If you have performers on your team who have a track record of success…leave them alone. Don’t poke them with a stick. Let them use their judgment, discretion, insight, experience and wisdom to make the right decision at the right time and give them 100% support. Otherwise, these are going to be the first people that start looking for other opportunities outside of your team.
3. Focus on the End Rather than the Means
The front-line of any project can be ugly. Dates get missed, misunderstandings arise, feelings may get hurt and sometimes people lose their jobs. The front-line of any project can also be beautiful. Breakthroughs are made, friendships are forged, deliverables are inspired and there’s the sense of pride and accomplishment when the team reflects back on a job well done.
Rather than get caught up on all the details that occur on the front-line, get comfortable with the fact these things happen (the good and the bad) and it’s part of the process. All of this jostling and activity result in innovation and completion…which ultimately means the end of the project. We’re not saying that the end justifies any means whatsoever to get there, but rather that everything doesn’t have to be buttoned up with a neat little bow around it to move forward either.

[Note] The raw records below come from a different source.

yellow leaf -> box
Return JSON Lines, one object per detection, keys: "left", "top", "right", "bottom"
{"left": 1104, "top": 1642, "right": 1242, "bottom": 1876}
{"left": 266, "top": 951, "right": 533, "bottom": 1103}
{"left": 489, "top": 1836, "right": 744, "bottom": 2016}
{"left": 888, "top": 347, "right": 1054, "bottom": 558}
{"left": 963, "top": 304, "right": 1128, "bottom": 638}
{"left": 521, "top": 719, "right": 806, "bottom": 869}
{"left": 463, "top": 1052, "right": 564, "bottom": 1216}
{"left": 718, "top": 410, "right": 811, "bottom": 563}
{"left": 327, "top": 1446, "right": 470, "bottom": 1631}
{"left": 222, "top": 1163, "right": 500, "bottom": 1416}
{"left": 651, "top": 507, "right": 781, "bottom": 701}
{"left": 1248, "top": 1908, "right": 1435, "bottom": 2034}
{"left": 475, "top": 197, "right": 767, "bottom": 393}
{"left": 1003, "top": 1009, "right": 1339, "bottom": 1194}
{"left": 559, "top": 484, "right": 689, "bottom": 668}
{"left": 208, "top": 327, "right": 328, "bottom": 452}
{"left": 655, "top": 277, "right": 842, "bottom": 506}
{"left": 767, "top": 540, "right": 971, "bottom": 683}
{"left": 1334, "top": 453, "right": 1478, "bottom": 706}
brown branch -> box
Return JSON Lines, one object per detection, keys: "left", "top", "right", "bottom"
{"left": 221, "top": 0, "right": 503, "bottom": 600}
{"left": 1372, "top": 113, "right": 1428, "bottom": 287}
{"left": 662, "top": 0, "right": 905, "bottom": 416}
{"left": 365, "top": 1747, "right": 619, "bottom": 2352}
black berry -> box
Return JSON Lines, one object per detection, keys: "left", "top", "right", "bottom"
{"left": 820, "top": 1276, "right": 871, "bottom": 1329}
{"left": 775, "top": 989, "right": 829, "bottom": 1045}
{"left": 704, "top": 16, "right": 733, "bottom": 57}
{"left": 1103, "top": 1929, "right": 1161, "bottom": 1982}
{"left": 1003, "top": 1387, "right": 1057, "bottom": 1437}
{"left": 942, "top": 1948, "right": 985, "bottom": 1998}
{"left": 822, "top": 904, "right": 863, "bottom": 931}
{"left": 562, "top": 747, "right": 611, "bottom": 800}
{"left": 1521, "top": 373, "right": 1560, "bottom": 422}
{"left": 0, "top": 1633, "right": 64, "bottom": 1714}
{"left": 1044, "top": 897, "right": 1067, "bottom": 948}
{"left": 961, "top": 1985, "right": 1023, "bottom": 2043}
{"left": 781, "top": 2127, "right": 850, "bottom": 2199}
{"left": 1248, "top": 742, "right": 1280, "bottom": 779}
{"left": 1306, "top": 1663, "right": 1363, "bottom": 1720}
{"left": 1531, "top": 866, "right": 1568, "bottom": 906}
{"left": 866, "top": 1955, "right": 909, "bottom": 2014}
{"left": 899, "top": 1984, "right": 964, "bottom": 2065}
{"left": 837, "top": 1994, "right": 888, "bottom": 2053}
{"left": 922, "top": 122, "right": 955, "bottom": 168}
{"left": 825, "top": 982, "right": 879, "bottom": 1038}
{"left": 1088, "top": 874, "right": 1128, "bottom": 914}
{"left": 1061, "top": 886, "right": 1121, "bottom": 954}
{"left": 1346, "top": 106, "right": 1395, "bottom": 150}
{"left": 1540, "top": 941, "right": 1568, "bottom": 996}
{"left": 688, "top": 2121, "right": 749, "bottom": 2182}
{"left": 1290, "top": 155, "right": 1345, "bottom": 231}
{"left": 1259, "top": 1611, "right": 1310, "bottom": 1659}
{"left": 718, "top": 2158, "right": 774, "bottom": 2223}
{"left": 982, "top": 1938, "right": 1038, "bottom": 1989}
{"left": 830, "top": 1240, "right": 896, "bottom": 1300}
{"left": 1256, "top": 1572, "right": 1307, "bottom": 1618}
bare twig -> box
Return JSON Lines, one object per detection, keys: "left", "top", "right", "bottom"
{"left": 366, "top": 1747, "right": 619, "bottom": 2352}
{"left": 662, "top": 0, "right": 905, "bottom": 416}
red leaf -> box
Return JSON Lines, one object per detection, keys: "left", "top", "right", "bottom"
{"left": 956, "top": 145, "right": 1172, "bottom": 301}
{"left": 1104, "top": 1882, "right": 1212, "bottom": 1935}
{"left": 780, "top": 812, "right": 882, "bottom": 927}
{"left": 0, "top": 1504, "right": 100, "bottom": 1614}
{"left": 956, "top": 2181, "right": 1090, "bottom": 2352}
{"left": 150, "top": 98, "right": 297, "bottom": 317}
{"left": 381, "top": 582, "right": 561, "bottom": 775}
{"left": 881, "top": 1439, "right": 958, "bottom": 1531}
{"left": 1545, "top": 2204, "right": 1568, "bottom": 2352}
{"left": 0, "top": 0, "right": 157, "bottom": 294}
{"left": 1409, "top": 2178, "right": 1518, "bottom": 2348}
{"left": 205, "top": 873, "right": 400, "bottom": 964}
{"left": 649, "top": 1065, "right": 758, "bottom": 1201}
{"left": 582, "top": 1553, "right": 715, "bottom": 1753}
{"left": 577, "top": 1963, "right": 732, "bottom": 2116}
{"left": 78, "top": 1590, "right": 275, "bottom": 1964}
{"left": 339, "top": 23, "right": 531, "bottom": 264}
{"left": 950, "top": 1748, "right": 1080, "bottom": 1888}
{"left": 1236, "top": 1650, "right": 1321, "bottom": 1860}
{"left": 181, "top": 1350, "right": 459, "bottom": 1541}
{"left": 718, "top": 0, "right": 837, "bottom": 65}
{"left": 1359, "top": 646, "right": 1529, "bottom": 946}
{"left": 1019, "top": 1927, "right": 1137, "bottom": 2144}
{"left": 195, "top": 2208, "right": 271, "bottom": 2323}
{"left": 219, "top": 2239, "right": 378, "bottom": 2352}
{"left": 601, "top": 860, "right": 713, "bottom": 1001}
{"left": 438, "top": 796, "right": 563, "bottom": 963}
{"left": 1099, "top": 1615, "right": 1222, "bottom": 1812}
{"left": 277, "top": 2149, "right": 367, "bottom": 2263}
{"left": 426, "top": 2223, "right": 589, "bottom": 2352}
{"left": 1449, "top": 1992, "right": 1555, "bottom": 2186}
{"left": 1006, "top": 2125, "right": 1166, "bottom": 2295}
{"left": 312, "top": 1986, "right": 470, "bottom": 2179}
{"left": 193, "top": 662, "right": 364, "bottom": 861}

4. Keep the Lines of Communication Open
How much better would it have been in the example above if the Client Project Manager called or went to the Vendor Project Manager and discussed the issue with him rather than blowing things out of proportion? There were all types of extenuating circumstances in the situation above such as technical issues being caused by the Client and not the vendor and the vendor helping them through the situation. If the Client Project Manager had a better grasp of the situation by keeping the lines of communication wide open, much angst could have been prevented for everyone involved.
“Real” communication has unfortunately taken a back seat to pseudo-communication that is fraught with sound bites and inaccuracies. Instant messages, text messages, one word…or even one letter answers, are now customary and expected. Picking up the phone or having a real face to face conversation can put an entirely new spin on PMP project management.
The Spirit of Project Management
Moving into the PMP Project Management arena by obtaining your Project Management Professional Certification is no small feat and something you should feel good about. However, don’t miss the spirit of being a PMP Project Management professional and unwittingly relegate yourself to becoming just a checker of lists. The spirit of being a PMP Project Manager is about getting the right things done at the right time, solving business problems and bringing value to the organizations that are fortunate enough to have you on board.
Worse yet, don’t become so unwilling to bend and compromise in your ways that those around you are stifled. Many people are drawn to PMP Project Management because they like the structure and organization it brings to a day. There is a certain predictability of what to expect and usually a clear next step to follow. This gives us a warm and fuzzy feeling.
Truly enlightened Project Managers also realize that it is hard for breakthroughs and innovation to occur in such a structured and rigid environment. They have been able to departmentalize they way they do their work by being very structured and regimented on one side of their brain, while at the same time allowing room for chaos, uncertainty, and a bit of creativity on the other side.
Just remember to not get so caught up in the rules and regulations of project management that you can’t see the forest for the trees. The result will be a project team that respects you and projects that are delivered!